Installation (Optional):

The Claude Code CLI is pre-installed in the DevContainer via the post-create.sh script. To use it:

1. Authenticate Claude Code:

   # Inside DevContainer
   claude login
   
   # Follow prompts:
   # - Choose authentication method (Claude App or API Key)
   # - Sign in with your Anthropic account

2. Verify Installation:

   claude --version
   # Expected: Claude Code CLI version x.x.x
   
   claude "What is the purpose of the organizations table?"
   # Expected: Claude analyzes your codebase and responds

3. Update Permissions (Optional): Edit .claude/settings.local.json to customize what Claude can access:

   {
     "permissions": {
       "allow": [
         "Bash(git:*)",
         "Bash(pnpm:*)",
         "Bash(psql:*)",
         "WebSearch"
       ],
       "deny": [
         "Read(**/.env*)",
         "Edit(**/.env*)"
       ]
     }
   }

Using Claude Code (if installed):

# Inside DevContainer terminal
claude "Help me implement booking cancellation feature"
claude "Review the database schema for RLS policies"
claude "Run tests and fix any failures"

# From outside container (using alias)
# Add to ~/.bashrc or ~/.zshrc:
alias claude-dev='docker compose -f ~/projects/the-villa-life/.devcontainer/docker-compose.yml exec app claude'

# Then use from anywhere:
claude-dev "What's the current status of migrations?"

Note: All project documentation (CLAUDE.md, Cursor rules, ADRs) works whether or not you use Claude Code CLI. It's designed to help human developers too!

---

Secrets Management with Doppler

⚠️ NEVER commit secrets to version control.
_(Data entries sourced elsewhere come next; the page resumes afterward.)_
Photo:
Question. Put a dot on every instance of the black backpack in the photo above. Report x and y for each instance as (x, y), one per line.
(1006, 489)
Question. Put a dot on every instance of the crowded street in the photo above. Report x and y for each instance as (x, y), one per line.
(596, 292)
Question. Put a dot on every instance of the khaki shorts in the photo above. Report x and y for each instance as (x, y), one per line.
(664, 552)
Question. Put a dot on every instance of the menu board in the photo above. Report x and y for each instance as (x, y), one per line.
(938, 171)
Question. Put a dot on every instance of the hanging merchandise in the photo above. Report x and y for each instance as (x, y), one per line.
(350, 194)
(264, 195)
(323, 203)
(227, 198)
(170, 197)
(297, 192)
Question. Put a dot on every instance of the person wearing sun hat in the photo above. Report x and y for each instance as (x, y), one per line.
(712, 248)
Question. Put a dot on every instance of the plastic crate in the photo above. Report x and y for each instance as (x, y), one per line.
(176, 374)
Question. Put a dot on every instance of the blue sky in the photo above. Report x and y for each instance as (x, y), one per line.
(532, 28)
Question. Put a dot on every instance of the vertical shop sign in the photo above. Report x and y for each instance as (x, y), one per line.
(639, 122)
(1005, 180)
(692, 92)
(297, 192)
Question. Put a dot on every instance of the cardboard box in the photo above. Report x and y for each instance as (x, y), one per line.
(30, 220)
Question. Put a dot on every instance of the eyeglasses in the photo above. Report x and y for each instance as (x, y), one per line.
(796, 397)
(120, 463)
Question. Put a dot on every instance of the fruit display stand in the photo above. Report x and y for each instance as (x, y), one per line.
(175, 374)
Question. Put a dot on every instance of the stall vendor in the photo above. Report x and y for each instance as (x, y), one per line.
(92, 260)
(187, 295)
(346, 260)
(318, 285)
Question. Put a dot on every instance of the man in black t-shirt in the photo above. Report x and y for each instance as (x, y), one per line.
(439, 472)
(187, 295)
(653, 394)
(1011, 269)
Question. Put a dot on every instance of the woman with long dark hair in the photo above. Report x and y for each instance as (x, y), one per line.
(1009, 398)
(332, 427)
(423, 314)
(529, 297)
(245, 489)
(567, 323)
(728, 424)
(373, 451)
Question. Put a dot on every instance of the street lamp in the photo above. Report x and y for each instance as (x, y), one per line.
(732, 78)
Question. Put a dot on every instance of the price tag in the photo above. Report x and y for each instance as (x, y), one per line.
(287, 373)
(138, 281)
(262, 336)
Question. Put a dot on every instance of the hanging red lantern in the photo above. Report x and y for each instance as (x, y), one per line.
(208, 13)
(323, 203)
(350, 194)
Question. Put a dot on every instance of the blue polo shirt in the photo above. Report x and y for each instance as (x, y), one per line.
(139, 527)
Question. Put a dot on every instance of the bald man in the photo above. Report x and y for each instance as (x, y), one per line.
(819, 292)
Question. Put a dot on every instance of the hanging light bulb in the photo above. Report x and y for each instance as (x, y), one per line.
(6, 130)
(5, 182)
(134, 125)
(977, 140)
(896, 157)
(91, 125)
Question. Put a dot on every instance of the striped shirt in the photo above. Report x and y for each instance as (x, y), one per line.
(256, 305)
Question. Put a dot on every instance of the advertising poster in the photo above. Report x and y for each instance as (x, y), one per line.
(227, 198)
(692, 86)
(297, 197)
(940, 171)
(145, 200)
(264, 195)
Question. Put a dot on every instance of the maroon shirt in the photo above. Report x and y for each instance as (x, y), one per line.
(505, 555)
The TVL Platform uses Doppler for centralized secrets management across all environments.

Why Doppler?

Feature	Without Doppler	With Doppler
Setup Time	2+ hours (manual .env files)	10 minutes
Secret Rotation	2+ hours (update everywhere)	10 minutes (auto-sync)
Team Onboarding	30+ min (sharing credentials)	5 minutes (invite to project)
Security	❌ Secrets in Slack/email	✅ SOC 2 Type II certified
Audit Trail	❌ No visibility	✅ Who accessed what, when
Environments	Manual management	Automatic sync

Doppler Setup (Quick Reference)

📖 For detailed setup instructions, see: Doppler Quickstart Guide

Quick Setup:

1. Install Doppler CLI:

   # macOS
   brew install dopplerhq/cli/doppler
   
   # Windows (WSL) / Linux
   curl -Ls https://cli.doppler.com/install.sh | sudo sh
   
   # Verify installation
   doppler --version

2. Authenticate:

   doppler login
   # Opens browser → Sign in with your Doppler account

3. Setup Project:

   cd ~/projects/the-villa-life
   
   # Non-interactive setup (recommended)
   doppler setup --project tvl-mvp-v0 --config dev
   
   # Verify configuration
   doppler configure get project config --plain
   # Should show: tvl-mvp-v0 and dev

4. Add Secrets (First-Time Setup):

   # Add all local development secrets
   doppler secrets set \
     DATABASE_ENVIRONMENT="local" \
     DATABASE_URL="postgresql://tvl_user:tvl_password@postgres:5432/tvl_dev" \
     DATABASE_TEST_URL="postgresql://tvl_user:tvl_password@postgres:5432/tvl_test" \
     NODE_ENV="development"
   
   # Skip if secrets already exist in Doppler

5. Download Secrets to .env.local:

   # Download secrets to .env.local
   doppler secrets download --no-file --format env > .env.local
   
   # Verify
   cat .env.local | grep DATABASE_URL
   # Should show: DATABASE_URL=postgresql://tvl_user:tvl_password@postgres:5432/tvl_dev

Doppler Environment Structure

tvl-mvp-v0/
├── dev             ← Local development (Docker PostgreSQL)
├── dev_personal    ← Personal development configuration
├── stg             ← Staging environment (Supabase)
└── prd             ← Production environment (Supabase)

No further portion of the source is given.